Her headline-seeking “retail offers” included a promise to cut household energy bills, abolish business rates and scrap stamp duty on primary residences, apparently to be paid for by bearing down on the welfare budget in a way that the Tories didn’t manage when they had the power to do so.
Doctors will be banned from going on strike, police stop-and-search will be tripled and the Climate Change Act repealed if Badenoch ever becomes prime minister. “If” is doing a lot of heavy lifting in that sentence.
To someone watching from outside the Tory tribe, there was plenty of cognitive dissonance. In the course of a complaint that the state has become too big, she lamented: “Since Brexit and Covid, the size of the civil service has swollen by over a third.” Nowhere was there any acknowledgment that at least a part of that expansion may have something to do with the growth-sapping rupture with the EU that her party instigated.

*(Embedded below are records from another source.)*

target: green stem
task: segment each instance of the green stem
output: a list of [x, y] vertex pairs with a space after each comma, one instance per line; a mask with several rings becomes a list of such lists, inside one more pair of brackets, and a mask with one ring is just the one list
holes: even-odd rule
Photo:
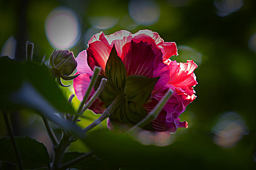
[[69, 162], [68, 162], [63, 164], [59, 168], [59, 170], [65, 170], [67, 168], [70, 168], [72, 165], [76, 164], [76, 163], [85, 159], [88, 157], [92, 156], [94, 154], [93, 151], [91, 151], [88, 153], [85, 153], [82, 155], [81, 155], [75, 159], [73, 159]]
[[99, 123], [101, 122], [105, 119], [107, 118], [111, 113], [113, 113], [114, 110], [120, 104], [120, 101], [123, 98], [121, 95], [118, 95], [116, 99], [114, 100], [112, 103], [107, 108], [106, 110], [102, 113], [101, 116], [98, 118], [96, 120], [95, 120], [93, 123], [91, 124], [90, 125], [86, 127], [83, 129], [83, 131], [85, 132], [87, 132]]
[[53, 160], [53, 170], [59, 170], [61, 166], [63, 157], [67, 148], [70, 145], [70, 136], [65, 132], [62, 133], [62, 136], [59, 146], [54, 148], [55, 154]]
[[52, 143], [54, 146], [54, 148], [56, 148], [59, 145], [59, 141], [58, 141], [56, 136], [55, 136], [55, 135], [54, 135], [54, 133], [53, 132], [52, 128], [51, 128], [51, 126], [47, 119], [42, 116], [42, 119], [44, 125], [45, 125], [45, 127], [46, 128], [49, 137], [50, 137], [50, 139], [51, 139], [51, 141], [52, 141]]
[[[89, 85], [89, 86], [87, 88], [87, 90], [86, 90], [86, 92], [85, 92], [85, 94], [83, 96], [83, 98], [81, 102], [81, 103], [80, 103], [80, 105], [79, 105], [79, 107], [78, 109], [78, 113], [79, 114], [81, 114], [81, 111], [82, 110], [82, 109], [83, 107], [83, 105], [84, 105], [84, 103], [85, 103], [85, 102], [88, 99], [88, 98], [89, 97], [89, 95], [91, 93], [91, 92], [92, 91], [92, 89], [94, 86], [94, 85], [95, 84], [95, 82], [96, 82], [96, 80], [97, 80], [97, 78], [98, 76], [98, 74], [100, 71], [101, 68], [100, 68], [95, 67], [94, 68], [94, 70], [93, 72], [93, 75], [92, 78], [92, 79], [91, 80], [91, 82], [90, 82], [90, 85]], [[77, 119], [77, 118], [76, 118]], [[76, 119], [74, 120], [75, 121]]]
[[23, 166], [22, 161], [20, 156], [20, 152], [18, 149], [17, 144], [16, 143], [15, 139], [14, 138], [13, 130], [11, 124], [11, 122], [10, 122], [8, 116], [6, 113], [4, 113], [4, 112], [2, 112], [2, 115], [3, 116], [3, 119], [4, 120], [4, 122], [5, 122], [5, 125], [6, 126], [6, 129], [7, 130], [8, 133], [9, 133], [9, 135], [10, 135], [10, 138], [11, 138], [12, 144], [16, 155], [16, 158], [17, 158], [19, 164], [19, 167], [20, 168], [20, 170], [23, 170], [24, 169], [24, 167]]
[[159, 113], [162, 110], [163, 107], [168, 102], [169, 99], [172, 96], [174, 91], [170, 89], [165, 93], [162, 99], [159, 102], [156, 107], [154, 108], [141, 121], [137, 123], [134, 126], [130, 129], [126, 134], [130, 133], [135, 130], [137, 127], [142, 128], [151, 122], [151, 121], [155, 119], [158, 117]]
[[85, 106], [82, 108], [81, 113], [84, 112], [84, 111], [89, 108], [92, 105], [92, 104], [95, 101], [96, 99], [99, 96], [100, 94], [102, 92], [103, 90], [104, 90], [104, 88], [105, 87], [105, 86], [106, 85], [106, 84], [107, 83], [107, 79], [105, 78], [103, 78], [101, 79], [101, 81], [100, 82], [100, 84], [99, 84], [99, 86], [98, 86], [98, 88], [97, 89], [97, 90], [95, 92], [95, 93], [93, 95], [93, 97], [91, 99], [90, 99], [90, 100], [86, 103], [85, 104]]
[[34, 43], [27, 41], [26, 43], [26, 60], [33, 60]]

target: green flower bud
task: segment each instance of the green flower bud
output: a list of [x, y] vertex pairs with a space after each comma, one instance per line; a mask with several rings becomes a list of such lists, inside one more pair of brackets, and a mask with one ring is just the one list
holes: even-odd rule
[[49, 59], [48, 67], [57, 78], [59, 85], [64, 86], [60, 78], [65, 80], [71, 80], [79, 76], [69, 76], [75, 70], [78, 64], [72, 51], [69, 50], [55, 50]]
[[49, 60], [51, 68], [57, 69], [64, 76], [71, 74], [78, 64], [72, 51], [69, 50], [55, 50]]

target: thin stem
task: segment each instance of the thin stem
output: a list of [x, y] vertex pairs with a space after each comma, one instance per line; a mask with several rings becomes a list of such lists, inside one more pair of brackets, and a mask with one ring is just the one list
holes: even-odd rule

She claimed they should be proud of the “great things” they did during 14 years of government to 2024, including five years in coalition with the Liberal Democrats, which rather failed to account for why these glory years ended with the most abject defeat in the party’s long history. There was a single fleeting acknowledgement that people “are still angry with us”.
Though billed as a speech that would confront “hard truths”, it swerved addressing why the Conservatives are even less popular now than they were at last year’s general election. There’s only so much truth the battered Tory party can take.
Badenoch’s speech was rousing enough to lift the spirits of her immediate audience. That matters to her because a demoralising performance would have increased rumblings about a challenge to her leadership.
Senior Tories, including some who generally think she hasn’t got what it takes, came away opining that she has bought herself a bit more time. Whether any of it will sound at all convincing to the electorate is much more moot.